A recipe from Gemo
Qutab with Herbs
Azerbaijani qutab made with very thin griddled dough folded around spinach, sorrel, green onions, and fresh herbs, brushed with butter and served warm with yogurt and sumac.
Method
- 01
Mix 350 g flour with 1 teaspoon of the salt, then gradually add 200 ml warm water and knead until the dough is smooth, firm, and no longer sticky. Cover and rest at room temperature for 30 minutes.
⏱ 30 min
- 02
While the dough rests, heat 1 tablespoon vegetable oil in a wide pan over medium heat. Cook the 2 chopped onions for about 5 minutes until soft but not browned.
⏱ 5 min
- 03
Add 200 g spinach, 120 g sorrel, green onion, cilantro, dill, parsley, and mint to the onion.
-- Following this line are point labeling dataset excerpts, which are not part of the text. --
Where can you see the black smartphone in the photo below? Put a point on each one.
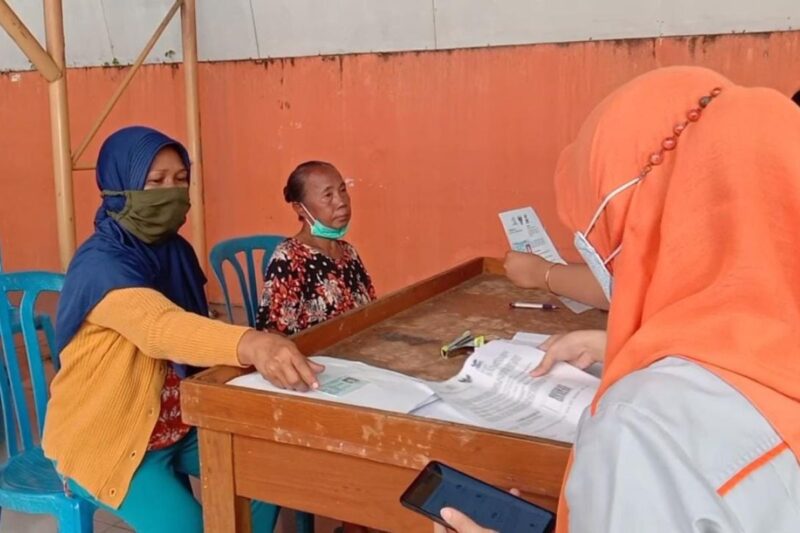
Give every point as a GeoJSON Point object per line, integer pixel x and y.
{"type": "Point", "coordinates": [439, 486]}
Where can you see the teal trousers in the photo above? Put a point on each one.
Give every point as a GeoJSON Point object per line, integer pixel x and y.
{"type": "Point", "coordinates": [159, 499]}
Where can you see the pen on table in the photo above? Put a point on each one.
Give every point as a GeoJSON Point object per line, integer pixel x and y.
{"type": "Point", "coordinates": [528, 305]}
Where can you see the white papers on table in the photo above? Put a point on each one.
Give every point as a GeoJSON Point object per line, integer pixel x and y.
{"type": "Point", "coordinates": [526, 234]}
{"type": "Point", "coordinates": [355, 383]}
{"type": "Point", "coordinates": [494, 390]}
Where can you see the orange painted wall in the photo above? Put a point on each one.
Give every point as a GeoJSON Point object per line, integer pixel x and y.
{"type": "Point", "coordinates": [437, 143]}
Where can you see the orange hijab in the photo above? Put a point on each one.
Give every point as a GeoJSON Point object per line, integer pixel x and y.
{"type": "Point", "coordinates": [709, 268]}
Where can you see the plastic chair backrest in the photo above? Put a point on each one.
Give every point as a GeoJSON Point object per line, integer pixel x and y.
{"type": "Point", "coordinates": [229, 251]}
{"type": "Point", "coordinates": [16, 414]}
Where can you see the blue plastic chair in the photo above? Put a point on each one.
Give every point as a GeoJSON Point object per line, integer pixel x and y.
{"type": "Point", "coordinates": [230, 251]}
{"type": "Point", "coordinates": [28, 481]}
{"type": "Point", "coordinates": [42, 322]}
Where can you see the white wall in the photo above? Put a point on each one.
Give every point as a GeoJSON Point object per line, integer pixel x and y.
{"type": "Point", "coordinates": [109, 31]}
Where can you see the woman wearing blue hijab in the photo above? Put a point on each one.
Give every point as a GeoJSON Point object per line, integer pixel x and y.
{"type": "Point", "coordinates": [132, 321]}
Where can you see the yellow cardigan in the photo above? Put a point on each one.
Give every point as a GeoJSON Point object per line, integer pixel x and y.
{"type": "Point", "coordinates": [105, 400]}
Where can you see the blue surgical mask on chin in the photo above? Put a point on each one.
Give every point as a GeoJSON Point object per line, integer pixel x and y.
{"type": "Point", "coordinates": [318, 229]}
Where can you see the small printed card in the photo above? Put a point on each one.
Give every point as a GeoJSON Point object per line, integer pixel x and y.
{"type": "Point", "coordinates": [341, 385]}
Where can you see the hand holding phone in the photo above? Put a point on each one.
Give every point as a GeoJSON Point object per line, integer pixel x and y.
{"type": "Point", "coordinates": [439, 486]}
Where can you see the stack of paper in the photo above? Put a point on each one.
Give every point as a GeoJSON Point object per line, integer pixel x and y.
{"type": "Point", "coordinates": [355, 383]}
{"type": "Point", "coordinates": [494, 390]}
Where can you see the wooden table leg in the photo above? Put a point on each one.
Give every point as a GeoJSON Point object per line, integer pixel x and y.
{"type": "Point", "coordinates": [223, 510]}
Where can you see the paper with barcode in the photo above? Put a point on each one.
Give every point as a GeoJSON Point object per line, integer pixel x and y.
{"type": "Point", "coordinates": [494, 389]}
{"type": "Point", "coordinates": [526, 234]}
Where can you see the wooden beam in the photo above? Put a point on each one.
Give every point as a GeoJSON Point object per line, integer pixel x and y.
{"type": "Point", "coordinates": [197, 214]}
{"type": "Point", "coordinates": [59, 133]}
{"type": "Point", "coordinates": [29, 45]}
{"type": "Point", "coordinates": [125, 82]}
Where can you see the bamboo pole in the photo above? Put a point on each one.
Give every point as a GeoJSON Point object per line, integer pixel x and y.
{"type": "Point", "coordinates": [125, 82]}
{"type": "Point", "coordinates": [59, 133]}
{"type": "Point", "coordinates": [29, 45]}
{"type": "Point", "coordinates": [189, 34]}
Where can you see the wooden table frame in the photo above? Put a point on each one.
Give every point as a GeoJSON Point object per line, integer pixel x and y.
{"type": "Point", "coordinates": [346, 462]}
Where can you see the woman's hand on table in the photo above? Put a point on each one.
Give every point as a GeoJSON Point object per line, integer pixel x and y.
{"type": "Point", "coordinates": [460, 523]}
{"type": "Point", "coordinates": [579, 348]}
{"type": "Point", "coordinates": [526, 270]}
{"type": "Point", "coordinates": [278, 360]}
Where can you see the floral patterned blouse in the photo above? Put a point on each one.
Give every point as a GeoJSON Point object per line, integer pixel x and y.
{"type": "Point", "coordinates": [169, 428]}
{"type": "Point", "coordinates": [304, 287]}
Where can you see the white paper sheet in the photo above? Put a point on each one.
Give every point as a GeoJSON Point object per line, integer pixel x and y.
{"type": "Point", "coordinates": [536, 339]}
{"type": "Point", "coordinates": [526, 234]}
{"type": "Point", "coordinates": [494, 390]}
{"type": "Point", "coordinates": [355, 383]}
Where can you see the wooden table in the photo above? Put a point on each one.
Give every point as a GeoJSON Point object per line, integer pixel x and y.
{"type": "Point", "coordinates": [353, 463]}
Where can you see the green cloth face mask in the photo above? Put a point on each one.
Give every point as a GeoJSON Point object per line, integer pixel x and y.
{"type": "Point", "coordinates": [318, 229]}
{"type": "Point", "coordinates": [154, 214]}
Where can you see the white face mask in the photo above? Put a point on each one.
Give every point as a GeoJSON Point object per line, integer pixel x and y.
{"type": "Point", "coordinates": [594, 261]}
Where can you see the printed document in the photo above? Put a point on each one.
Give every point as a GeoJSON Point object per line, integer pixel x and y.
{"type": "Point", "coordinates": [355, 383]}
{"type": "Point", "coordinates": [526, 234]}
{"type": "Point", "coordinates": [494, 390]}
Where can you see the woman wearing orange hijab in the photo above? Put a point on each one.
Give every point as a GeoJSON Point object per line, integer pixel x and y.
{"type": "Point", "coordinates": [684, 192]}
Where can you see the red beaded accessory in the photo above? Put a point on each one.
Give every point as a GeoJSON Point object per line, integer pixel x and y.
{"type": "Point", "coordinates": [669, 144]}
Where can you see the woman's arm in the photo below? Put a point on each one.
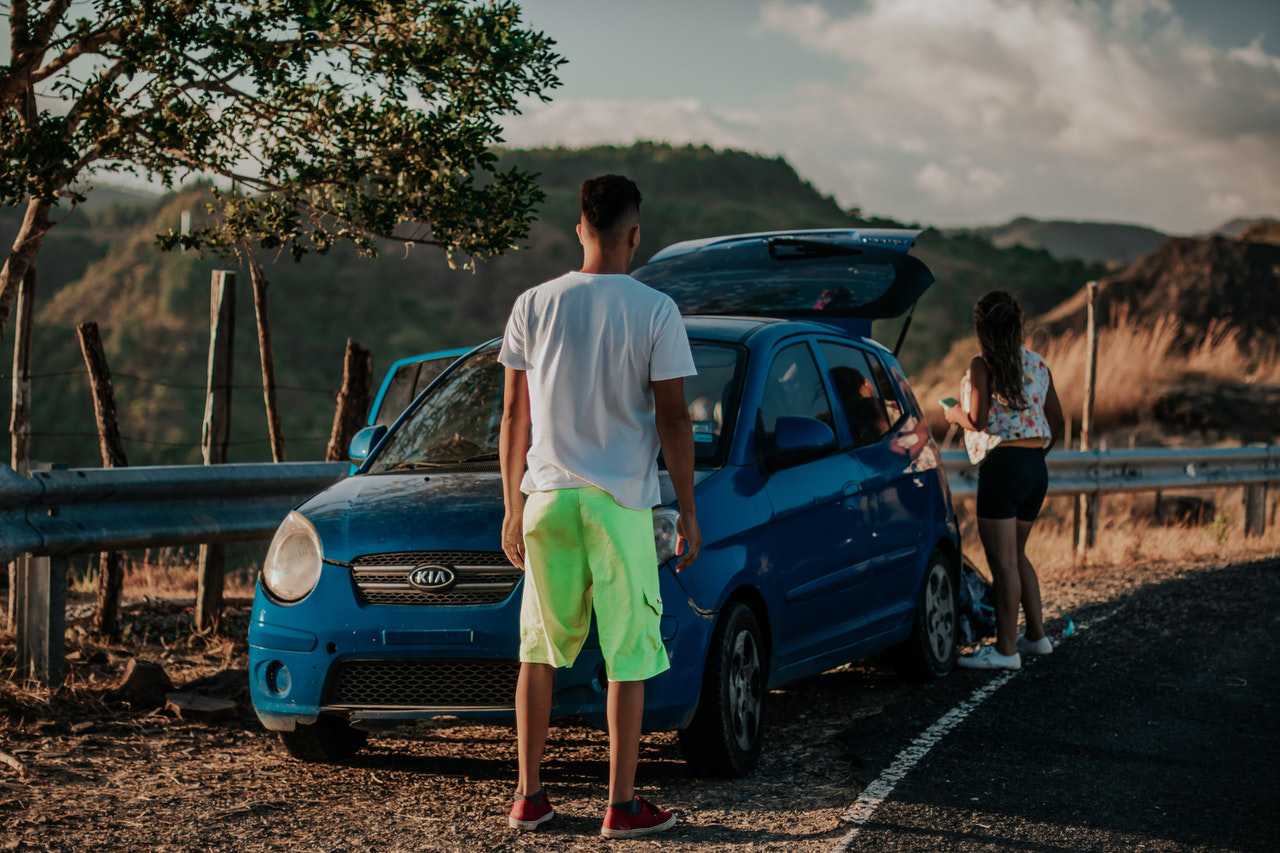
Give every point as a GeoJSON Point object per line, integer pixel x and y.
{"type": "Point", "coordinates": [1054, 413]}
{"type": "Point", "coordinates": [979, 400]}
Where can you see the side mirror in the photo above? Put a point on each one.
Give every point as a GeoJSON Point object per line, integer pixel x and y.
{"type": "Point", "coordinates": [798, 439]}
{"type": "Point", "coordinates": [365, 441]}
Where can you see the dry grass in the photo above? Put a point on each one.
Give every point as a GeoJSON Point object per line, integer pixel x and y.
{"type": "Point", "coordinates": [1137, 363]}
{"type": "Point", "coordinates": [164, 573]}
{"type": "Point", "coordinates": [1132, 548]}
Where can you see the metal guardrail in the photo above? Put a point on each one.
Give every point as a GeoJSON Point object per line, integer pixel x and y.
{"type": "Point", "coordinates": [105, 509]}
{"type": "Point", "coordinates": [1142, 469]}
{"type": "Point", "coordinates": [54, 514]}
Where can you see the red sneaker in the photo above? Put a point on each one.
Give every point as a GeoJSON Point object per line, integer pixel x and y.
{"type": "Point", "coordinates": [640, 817]}
{"type": "Point", "coordinates": [530, 812]}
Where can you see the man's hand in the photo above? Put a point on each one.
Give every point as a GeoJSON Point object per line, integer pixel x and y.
{"type": "Point", "coordinates": [513, 538]}
{"type": "Point", "coordinates": [688, 533]}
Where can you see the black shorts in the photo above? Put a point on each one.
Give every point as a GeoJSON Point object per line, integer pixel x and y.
{"type": "Point", "coordinates": [1011, 483]}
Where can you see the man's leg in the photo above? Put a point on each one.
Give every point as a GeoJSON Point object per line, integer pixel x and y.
{"type": "Point", "coordinates": [533, 719]}
{"type": "Point", "coordinates": [625, 711]}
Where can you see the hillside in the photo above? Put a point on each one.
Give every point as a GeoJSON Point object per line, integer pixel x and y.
{"type": "Point", "coordinates": [1188, 346]}
{"type": "Point", "coordinates": [154, 306]}
{"type": "Point", "coordinates": [1102, 242]}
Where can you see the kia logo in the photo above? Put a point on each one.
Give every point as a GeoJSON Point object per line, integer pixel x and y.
{"type": "Point", "coordinates": [430, 578]}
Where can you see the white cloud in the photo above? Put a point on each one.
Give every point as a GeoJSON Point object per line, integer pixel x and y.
{"type": "Point", "coordinates": [978, 109]}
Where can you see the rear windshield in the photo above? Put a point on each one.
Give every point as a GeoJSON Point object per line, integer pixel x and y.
{"type": "Point", "coordinates": [458, 422]}
{"type": "Point", "coordinates": [808, 288]}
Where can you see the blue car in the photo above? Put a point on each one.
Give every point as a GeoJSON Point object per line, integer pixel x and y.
{"type": "Point", "coordinates": [827, 521]}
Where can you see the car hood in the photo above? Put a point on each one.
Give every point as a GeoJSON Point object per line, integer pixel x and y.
{"type": "Point", "coordinates": [416, 511]}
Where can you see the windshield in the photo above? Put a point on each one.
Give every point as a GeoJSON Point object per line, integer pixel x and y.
{"type": "Point", "coordinates": [457, 424]}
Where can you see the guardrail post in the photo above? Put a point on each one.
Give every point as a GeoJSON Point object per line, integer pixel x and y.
{"type": "Point", "coordinates": [215, 433]}
{"type": "Point", "coordinates": [19, 413]}
{"type": "Point", "coordinates": [42, 601]}
{"type": "Point", "coordinates": [257, 281]}
{"type": "Point", "coordinates": [1255, 509]}
{"type": "Point", "coordinates": [110, 566]}
{"type": "Point", "coordinates": [1087, 528]}
{"type": "Point", "coordinates": [353, 398]}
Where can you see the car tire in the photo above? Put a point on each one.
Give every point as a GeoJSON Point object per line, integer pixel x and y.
{"type": "Point", "coordinates": [931, 651]}
{"type": "Point", "coordinates": [727, 729]}
{"type": "Point", "coordinates": [328, 740]}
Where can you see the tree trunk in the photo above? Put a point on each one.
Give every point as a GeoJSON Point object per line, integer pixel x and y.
{"type": "Point", "coordinates": [22, 255]}
{"type": "Point", "coordinates": [264, 347]}
{"type": "Point", "coordinates": [110, 571]}
{"type": "Point", "coordinates": [357, 375]}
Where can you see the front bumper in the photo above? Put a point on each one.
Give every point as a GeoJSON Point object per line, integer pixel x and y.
{"type": "Point", "coordinates": [407, 658]}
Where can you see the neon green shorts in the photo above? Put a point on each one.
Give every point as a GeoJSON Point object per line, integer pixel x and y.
{"type": "Point", "coordinates": [583, 550]}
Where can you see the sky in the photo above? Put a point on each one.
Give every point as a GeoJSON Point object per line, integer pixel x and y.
{"type": "Point", "coordinates": [944, 112]}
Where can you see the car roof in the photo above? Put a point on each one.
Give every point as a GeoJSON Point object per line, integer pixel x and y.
{"type": "Point", "coordinates": [740, 329]}
{"type": "Point", "coordinates": [895, 238]}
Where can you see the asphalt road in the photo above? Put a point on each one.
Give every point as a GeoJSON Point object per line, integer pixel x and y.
{"type": "Point", "coordinates": [1157, 729]}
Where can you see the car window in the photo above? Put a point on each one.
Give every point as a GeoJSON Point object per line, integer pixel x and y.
{"type": "Point", "coordinates": [892, 407]}
{"type": "Point", "coordinates": [794, 387]}
{"type": "Point", "coordinates": [457, 423]}
{"type": "Point", "coordinates": [405, 386]}
{"type": "Point", "coordinates": [460, 419]}
{"type": "Point", "coordinates": [854, 384]}
{"type": "Point", "coordinates": [712, 396]}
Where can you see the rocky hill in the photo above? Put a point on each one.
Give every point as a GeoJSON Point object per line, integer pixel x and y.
{"type": "Point", "coordinates": [101, 264]}
{"type": "Point", "coordinates": [1201, 283]}
{"type": "Point", "coordinates": [1104, 242]}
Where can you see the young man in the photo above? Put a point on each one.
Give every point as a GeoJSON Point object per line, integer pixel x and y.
{"type": "Point", "coordinates": [595, 365]}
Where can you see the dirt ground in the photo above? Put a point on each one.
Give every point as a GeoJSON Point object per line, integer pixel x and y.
{"type": "Point", "coordinates": [90, 772]}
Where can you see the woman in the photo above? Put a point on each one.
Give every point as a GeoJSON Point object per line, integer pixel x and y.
{"type": "Point", "coordinates": [1011, 416]}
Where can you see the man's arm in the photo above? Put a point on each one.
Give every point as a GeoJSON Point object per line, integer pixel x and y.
{"type": "Point", "coordinates": [512, 451]}
{"type": "Point", "coordinates": [676, 433]}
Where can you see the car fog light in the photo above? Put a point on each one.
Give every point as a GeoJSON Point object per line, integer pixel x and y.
{"type": "Point", "coordinates": [292, 566]}
{"type": "Point", "coordinates": [278, 680]}
{"type": "Point", "coordinates": [666, 533]}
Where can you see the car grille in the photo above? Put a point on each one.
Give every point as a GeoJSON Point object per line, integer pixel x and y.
{"type": "Point", "coordinates": [424, 684]}
{"type": "Point", "coordinates": [483, 578]}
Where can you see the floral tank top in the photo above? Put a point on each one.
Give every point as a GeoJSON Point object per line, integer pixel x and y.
{"type": "Point", "coordinates": [1004, 422]}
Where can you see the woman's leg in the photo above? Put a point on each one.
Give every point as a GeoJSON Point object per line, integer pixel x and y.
{"type": "Point", "coordinates": [1000, 541]}
{"type": "Point", "coordinates": [1031, 585]}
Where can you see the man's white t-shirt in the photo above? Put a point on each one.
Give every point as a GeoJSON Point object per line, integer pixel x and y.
{"type": "Point", "coordinates": [589, 346]}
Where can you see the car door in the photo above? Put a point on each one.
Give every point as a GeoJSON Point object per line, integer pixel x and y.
{"type": "Point", "coordinates": [869, 405]}
{"type": "Point", "coordinates": [813, 553]}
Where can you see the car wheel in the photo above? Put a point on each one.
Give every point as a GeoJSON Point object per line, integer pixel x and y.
{"type": "Point", "coordinates": [725, 735]}
{"type": "Point", "coordinates": [929, 652]}
{"type": "Point", "coordinates": [328, 739]}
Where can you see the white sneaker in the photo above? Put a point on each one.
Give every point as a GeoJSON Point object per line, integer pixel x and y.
{"type": "Point", "coordinates": [1043, 646]}
{"type": "Point", "coordinates": [988, 658]}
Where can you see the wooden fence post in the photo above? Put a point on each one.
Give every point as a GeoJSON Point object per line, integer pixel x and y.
{"type": "Point", "coordinates": [215, 434]}
{"type": "Point", "coordinates": [353, 398]}
{"type": "Point", "coordinates": [19, 413]}
{"type": "Point", "coordinates": [264, 347]}
{"type": "Point", "coordinates": [110, 570]}
{"type": "Point", "coordinates": [1255, 509]}
{"type": "Point", "coordinates": [1087, 530]}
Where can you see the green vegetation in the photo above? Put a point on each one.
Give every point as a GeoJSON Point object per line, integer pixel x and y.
{"type": "Point", "coordinates": [152, 306]}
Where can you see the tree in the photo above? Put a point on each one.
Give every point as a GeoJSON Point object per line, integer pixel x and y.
{"type": "Point", "coordinates": [333, 121]}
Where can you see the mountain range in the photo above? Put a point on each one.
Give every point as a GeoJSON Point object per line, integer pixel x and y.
{"type": "Point", "coordinates": [101, 263]}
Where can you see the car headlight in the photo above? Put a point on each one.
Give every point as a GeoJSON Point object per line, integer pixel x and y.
{"type": "Point", "coordinates": [664, 533]}
{"type": "Point", "coordinates": [292, 566]}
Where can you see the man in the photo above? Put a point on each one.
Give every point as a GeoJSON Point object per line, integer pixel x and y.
{"type": "Point", "coordinates": [594, 382]}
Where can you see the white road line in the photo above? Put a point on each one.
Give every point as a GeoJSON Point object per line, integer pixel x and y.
{"type": "Point", "coordinates": [876, 793]}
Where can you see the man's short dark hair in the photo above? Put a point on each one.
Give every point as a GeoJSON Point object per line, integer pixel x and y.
{"type": "Point", "coordinates": [607, 200]}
Toss for 2 to 3 minutes, just until the greens wilt and any excess moisture cooks off. Season with the remaining 1/2 teaspoon salt and 1/2 teaspoon black pepper, then cool the filling slightly.
⏱ 3 min
- 04
Divide the dough into 8 small balls. On a lightly floured surface, roll each ball into a very thin circle about the size of a dessert plate, keeping the unused dough covered so it does not dry out.

- 05
Spread a thin layer of herb filling over one half of each dough circle, leaving the edge clear. Fold the empty half over the filling, press out trapped air, and seal the edge firmly to make a half-moon.

- 06
Heat a dry heavy skillet or griddle until very hot. Cook the qutab in batches for 1 to 2 minutes per side, until the dough has brown spots and the filling is hot. Brush each hot qutab with 40 g melted butter, sprinkle with 2 teaspoons sumac, and serve warm with plain yogurt.